Written By mine on Rabu, 20 Juni 2012 | 19.48

Cotton in New York's spot July contract on Tuesday locked up the - expanded - exchange limit of 5.0 cents a pound, taking cotton price to 87.98 cents a pound. Cotton industry may have been placed on course for a 2008-style wave of collapses by the jump in futures prices of 30% in two weeks, on talk of demand to fill a huge US order, a leading analyst warned.

Cotton gain extended a sharp price rebound from two-year lows reached earlier in the month, a revival fuelled by short-covering supercharged by news last week that China had bought 744,000 running bales of US cotton for delivery in 2011-12.

That implies shipment by the end of next month, and a huge challenge in obtaining supplies for the US merchant said to be at the centre of the order.

Cotton shipper has to get hold of an astronomical amount of cotton within specification by July 31. Keith Brown at Georgia based brokerage Keith Brown & Co said: "Talk is that a major US merchant is paying a premium over July futures for cash cotton" to fulfil the contract.

However, the problem for holders of cotton is that, even as futures have soared, physical prices have lagged, rising by less than 8% over the past two weeks, including a 0.8% increase to 84.00 cents a pound on Tuesday.

Cotton hedging their inventories having to pay large increases in margins on futures contracts, against physical stocks which have increased only modestly in value.

"If you are hedged, you are dead," Mr Stevens told Agrimoney.com.

Reinhart said in 2008 ahead of its collapse that an "unexpected, historic run-up" in cotton had led to margin calls on futures contracts, stripping the group of "virtually all available cash".
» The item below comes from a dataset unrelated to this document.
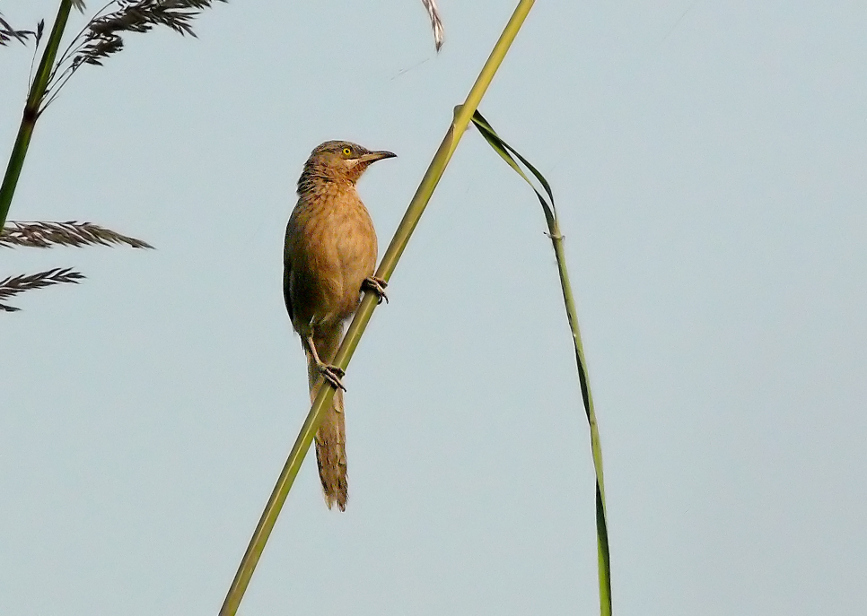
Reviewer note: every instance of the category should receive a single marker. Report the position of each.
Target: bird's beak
(372, 157)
The warning comes as merchants are still recovering from cotton volatility last year which prompted a spate of contract defaults – from producers as prices ran up to a record top and, as values subsequently collapsed, from mills attempting to escape purchases agreed near the peak.

The crisis dragged Glencore's agriculture division into the red, and besides denting profits at Noble Group, and contributing to its first quarterly loss in a decade.

Multi-commodities houses "might well say 'why are we in this cotton business? Why are we giving ourselves this headache'," Mr Stevens said.

"One of the troubles is that you just could not see this thing coming."

The extent of the rise in futures prices is also seen as a symptom of the historically-high short positions which traders held going into the rally, and the imminent expiry of the July lot, which leaves little room for manoeuvre before the contract gains liabilities against physical cotton.

The extent of the Chinese order which needs to be filled "opens the door" for delivering merchants "to take delivery of all or any cotton against the July contract", Mr Stevens said.

Even so, it was "doubtful" that the order could be shipped in time, potentially meaning a roll of orders to new crop, or cancellation, either of which was likely to prompt a significant pull back in prices.